‘A heavy price’: Bennett says Israel expects IAEA to send clear message to Iran
Addressing Knesset Foreign Affairs and Defense Committee, PM hails passing year as a ‘turning point’ in nation’s strategy against Tehran
Lazar Berman is The Times of Israel's diplomatic reporter

As the International Atomic Energy Agency Board of Governors convenes in Vienna, Prime Minister Naftali Bennett on Tuesday called on the watchdog to send a clear message to Iran over advances in its nuclear program.
“We expect the IAEA Board of Governors to place a clear warning light in front of the regime in Tehran, and make it clear that if it continues in its defiant nuclear policy, it will pay a heavy price,” said Bennett, addressing the Knesset’s Foreign Affairs and Defense Committee.
The IAEA Board of Governors is meeting Monday through Friday in Vienna, and is expected to censure Iran for the first time since June 2020.
The anticipated resolution, drafted by the United States, Britain, France, and Germany, urges Iran to “cooperate fully” with the UN agency.
Bennett met IAEA chief Rafael Grossi in Israel on Friday.
“He arrived for a snap visit in Israel, and I made Israel’s stance clear — that we are operating and will continue to maintain our freedom of action to act against Iran’s nuclear program as long as necessary; with an agreement, without an agreement, nothing ties our hands,” Bennett said, flanked by committee chairman Ram Ben Barak and National Security Adviser Eyal Hulata.

On Monday, a senior Israeli official said that international diplomatic pressure is mounting on Iran over its nuclear program, which could result in the issue being referred back to the UN Security Council, an outcome Israel would welcome.
“This decision will for the first time put diplomatic pressure on Iran,” the official said. “Diplomatic pressure that hasn’t been fully and seriously applied since the talks about the return to the JCPOA began,” he added, referring to the 2015 nuclear deal between Iran and world powers, known as the Joint Comprehensive Plan of Action.
The prime minister returned in his Knesset address to his go-to metaphor of the Iranian octopus, stressing that Israel is not only attacking its tentacles — armed proxy groups — but also the head in Tehran.
“The days of immunity, in which Iran strikes Israel again and again and spreads terror through its regional proxies but remains unharmed — those days are over,” he said.
Iran has reportedly been trying to retaliate for several high-profile assassinations and mysterious deaths in the Islamic Republic in recent months, including of senior IRGC official Col. Hassan Sayyad Khodaei and a top scientist.
Khodaei’s assassination was the most high-profile killing inside Iran since the November 2020 killing of top nuclear scientist Mohsen Fakhrizadeh.

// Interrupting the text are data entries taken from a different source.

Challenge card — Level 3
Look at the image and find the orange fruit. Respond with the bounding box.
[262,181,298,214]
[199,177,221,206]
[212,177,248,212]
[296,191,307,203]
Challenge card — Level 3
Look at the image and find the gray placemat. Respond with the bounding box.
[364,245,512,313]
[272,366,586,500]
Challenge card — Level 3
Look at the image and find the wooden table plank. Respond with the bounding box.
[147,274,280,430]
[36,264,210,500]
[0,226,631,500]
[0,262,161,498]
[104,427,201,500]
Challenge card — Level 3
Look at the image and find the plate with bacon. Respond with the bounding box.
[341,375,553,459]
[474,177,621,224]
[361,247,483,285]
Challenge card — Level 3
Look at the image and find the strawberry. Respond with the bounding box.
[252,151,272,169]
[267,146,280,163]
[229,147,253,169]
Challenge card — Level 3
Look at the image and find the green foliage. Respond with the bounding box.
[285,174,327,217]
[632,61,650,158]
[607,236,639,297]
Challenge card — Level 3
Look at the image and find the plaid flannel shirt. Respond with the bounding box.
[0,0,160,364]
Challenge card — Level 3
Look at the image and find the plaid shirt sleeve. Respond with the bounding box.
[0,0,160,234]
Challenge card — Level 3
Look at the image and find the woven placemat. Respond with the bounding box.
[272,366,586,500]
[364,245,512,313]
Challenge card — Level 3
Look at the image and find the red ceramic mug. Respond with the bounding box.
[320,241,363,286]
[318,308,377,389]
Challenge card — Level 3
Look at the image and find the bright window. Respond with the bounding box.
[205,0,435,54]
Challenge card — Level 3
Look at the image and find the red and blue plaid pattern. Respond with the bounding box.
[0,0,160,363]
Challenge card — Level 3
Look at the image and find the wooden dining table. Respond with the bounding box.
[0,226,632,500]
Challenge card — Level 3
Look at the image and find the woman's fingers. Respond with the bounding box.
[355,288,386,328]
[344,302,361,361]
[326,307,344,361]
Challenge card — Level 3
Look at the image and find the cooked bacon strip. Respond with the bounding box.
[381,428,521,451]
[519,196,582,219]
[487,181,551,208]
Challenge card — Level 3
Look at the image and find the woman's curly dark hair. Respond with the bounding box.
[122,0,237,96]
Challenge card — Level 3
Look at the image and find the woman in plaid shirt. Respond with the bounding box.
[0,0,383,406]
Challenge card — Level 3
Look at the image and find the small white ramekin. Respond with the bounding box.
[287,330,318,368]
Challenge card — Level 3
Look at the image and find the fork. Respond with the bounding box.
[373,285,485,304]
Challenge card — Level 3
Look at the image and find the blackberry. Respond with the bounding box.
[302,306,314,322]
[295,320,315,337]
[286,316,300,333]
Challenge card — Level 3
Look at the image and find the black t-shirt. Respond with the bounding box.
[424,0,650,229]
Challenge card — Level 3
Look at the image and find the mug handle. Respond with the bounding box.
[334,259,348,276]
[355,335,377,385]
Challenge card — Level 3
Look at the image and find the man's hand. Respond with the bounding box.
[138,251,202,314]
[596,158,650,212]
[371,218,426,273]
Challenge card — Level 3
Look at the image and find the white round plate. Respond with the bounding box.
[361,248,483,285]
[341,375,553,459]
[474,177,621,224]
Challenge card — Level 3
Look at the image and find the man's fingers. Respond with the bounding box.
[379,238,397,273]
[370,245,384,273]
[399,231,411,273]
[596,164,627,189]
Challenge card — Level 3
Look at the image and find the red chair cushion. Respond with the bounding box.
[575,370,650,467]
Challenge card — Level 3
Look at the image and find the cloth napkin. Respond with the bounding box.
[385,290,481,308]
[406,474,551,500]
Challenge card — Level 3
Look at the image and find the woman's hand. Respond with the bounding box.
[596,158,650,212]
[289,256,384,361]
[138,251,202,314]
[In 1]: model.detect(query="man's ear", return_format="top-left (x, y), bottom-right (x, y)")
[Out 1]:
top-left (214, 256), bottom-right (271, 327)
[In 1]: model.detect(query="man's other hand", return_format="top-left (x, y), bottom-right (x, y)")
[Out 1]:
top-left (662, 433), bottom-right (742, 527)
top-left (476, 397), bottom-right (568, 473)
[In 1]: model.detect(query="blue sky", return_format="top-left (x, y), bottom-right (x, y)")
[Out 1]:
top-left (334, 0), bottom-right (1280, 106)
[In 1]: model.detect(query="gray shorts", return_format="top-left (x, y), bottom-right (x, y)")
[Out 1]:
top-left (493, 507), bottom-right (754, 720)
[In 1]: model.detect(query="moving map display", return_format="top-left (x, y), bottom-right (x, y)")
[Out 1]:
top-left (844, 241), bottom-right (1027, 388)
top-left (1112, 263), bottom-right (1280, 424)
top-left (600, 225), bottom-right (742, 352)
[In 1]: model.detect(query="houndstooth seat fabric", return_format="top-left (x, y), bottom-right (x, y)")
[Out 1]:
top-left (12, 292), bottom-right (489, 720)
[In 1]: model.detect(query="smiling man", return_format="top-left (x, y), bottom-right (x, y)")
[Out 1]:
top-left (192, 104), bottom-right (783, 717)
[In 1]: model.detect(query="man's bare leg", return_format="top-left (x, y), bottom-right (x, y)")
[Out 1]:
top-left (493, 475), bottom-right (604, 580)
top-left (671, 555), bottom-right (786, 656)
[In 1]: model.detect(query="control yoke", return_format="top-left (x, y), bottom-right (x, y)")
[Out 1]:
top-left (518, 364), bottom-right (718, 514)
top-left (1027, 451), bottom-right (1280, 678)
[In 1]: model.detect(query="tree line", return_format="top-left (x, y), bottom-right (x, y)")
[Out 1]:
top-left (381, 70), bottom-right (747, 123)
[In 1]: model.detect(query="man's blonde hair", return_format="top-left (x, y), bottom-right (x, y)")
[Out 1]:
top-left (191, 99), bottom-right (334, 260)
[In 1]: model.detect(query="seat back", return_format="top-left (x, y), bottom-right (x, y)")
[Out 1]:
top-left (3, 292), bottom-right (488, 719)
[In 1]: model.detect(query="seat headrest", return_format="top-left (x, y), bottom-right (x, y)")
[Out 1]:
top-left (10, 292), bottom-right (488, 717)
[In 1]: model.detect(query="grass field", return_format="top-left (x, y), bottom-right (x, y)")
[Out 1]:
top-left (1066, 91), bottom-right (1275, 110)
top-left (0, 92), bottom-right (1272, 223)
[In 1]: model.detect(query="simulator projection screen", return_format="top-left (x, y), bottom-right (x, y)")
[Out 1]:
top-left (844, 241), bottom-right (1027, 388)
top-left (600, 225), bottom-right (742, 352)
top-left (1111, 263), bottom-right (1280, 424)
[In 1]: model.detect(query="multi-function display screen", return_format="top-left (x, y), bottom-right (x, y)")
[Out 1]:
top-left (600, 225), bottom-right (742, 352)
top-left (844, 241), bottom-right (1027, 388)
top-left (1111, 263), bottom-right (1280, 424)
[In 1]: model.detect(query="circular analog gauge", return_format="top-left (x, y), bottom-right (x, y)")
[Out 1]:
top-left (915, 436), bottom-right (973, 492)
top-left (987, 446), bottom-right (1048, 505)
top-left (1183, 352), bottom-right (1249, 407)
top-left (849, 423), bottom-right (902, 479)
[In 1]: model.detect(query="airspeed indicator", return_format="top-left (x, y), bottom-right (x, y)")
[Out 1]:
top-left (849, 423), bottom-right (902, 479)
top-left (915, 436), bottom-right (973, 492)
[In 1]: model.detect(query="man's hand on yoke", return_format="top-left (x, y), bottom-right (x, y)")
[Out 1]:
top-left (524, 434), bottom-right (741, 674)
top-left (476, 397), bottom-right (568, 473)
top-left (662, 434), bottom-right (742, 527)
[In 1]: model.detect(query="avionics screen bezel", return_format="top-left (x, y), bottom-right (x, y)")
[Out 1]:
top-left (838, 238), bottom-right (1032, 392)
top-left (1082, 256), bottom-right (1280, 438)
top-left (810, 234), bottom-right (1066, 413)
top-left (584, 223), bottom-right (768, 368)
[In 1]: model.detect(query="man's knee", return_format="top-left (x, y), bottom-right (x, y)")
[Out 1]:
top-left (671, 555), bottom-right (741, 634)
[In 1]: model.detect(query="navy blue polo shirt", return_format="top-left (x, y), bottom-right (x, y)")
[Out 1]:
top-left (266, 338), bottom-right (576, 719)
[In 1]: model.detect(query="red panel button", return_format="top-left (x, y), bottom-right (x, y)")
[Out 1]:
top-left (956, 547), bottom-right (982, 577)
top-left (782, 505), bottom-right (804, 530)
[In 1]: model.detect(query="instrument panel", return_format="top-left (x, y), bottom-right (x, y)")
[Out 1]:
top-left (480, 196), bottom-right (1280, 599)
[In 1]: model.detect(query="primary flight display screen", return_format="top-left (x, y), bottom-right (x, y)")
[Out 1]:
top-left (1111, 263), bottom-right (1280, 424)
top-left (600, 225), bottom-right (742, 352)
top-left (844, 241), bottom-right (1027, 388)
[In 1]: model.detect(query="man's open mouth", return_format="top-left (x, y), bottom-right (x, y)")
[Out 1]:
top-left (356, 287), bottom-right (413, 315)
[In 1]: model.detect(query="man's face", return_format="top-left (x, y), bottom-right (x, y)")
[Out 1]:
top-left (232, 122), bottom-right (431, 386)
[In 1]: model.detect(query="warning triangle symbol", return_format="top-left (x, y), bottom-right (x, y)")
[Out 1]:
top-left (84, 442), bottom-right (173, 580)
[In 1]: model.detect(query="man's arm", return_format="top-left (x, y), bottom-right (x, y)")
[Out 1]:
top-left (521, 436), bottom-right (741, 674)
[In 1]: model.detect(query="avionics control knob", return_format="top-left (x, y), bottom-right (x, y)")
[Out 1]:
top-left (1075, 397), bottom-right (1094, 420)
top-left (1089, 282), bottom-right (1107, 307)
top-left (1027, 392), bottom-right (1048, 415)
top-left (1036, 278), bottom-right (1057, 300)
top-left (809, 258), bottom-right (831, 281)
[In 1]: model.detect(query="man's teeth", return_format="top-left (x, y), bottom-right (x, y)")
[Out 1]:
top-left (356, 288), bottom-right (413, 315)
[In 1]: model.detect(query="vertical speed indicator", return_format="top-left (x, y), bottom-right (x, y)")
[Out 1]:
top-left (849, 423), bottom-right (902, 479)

Israel, which has not officially commented on the incident, reportedly raised the security alert level at its embassies and consulates around the world, fearing a retaliatory Iranian attack. An unnamed intelligence official told The New York Times that Israel told US officials it was behind Khodaei’s assassination. However, this was later denied by Ben Barak, the Foreign Affairs and Defense Committee chair.
Bennett, in his remarks Tuesday, called the past year a “turning point” in Israel’s strategy against Iran.
The quietest year in Gaza since 2005
He opened his comments to the committee — a review of his first year in office — with a discussion of the Gaza border area.
Bennett pointed out that only six rockets have been fired thus far in 2022, which he called “the quietest year since the [Gaza] disengagement [plan]” in 2005.
“This is not coincidence,” he said. “It is the result of a clear and determined policy — attacks for every [incendiary] balloon, and a determined stance in the face of Hamas’s blackmail and violence.”
However, Bennett did not lay out any vision for a truce or agreement with Hamas, which last fought a major campaign against Israel in May 2021.
Bennett closed by praising Israel’s public diplomacy efforts, led and coordinated by the National Public Diplomacy Directorate.
“In all the recent events, as difficult as they were, we were there to deal with it, to quickly bring facts to refute, and we handled dozens of incidents that would have come at a heavy cost were it not for the quick hasbara handling,” he said, using the Hebrew term for public diplomacy.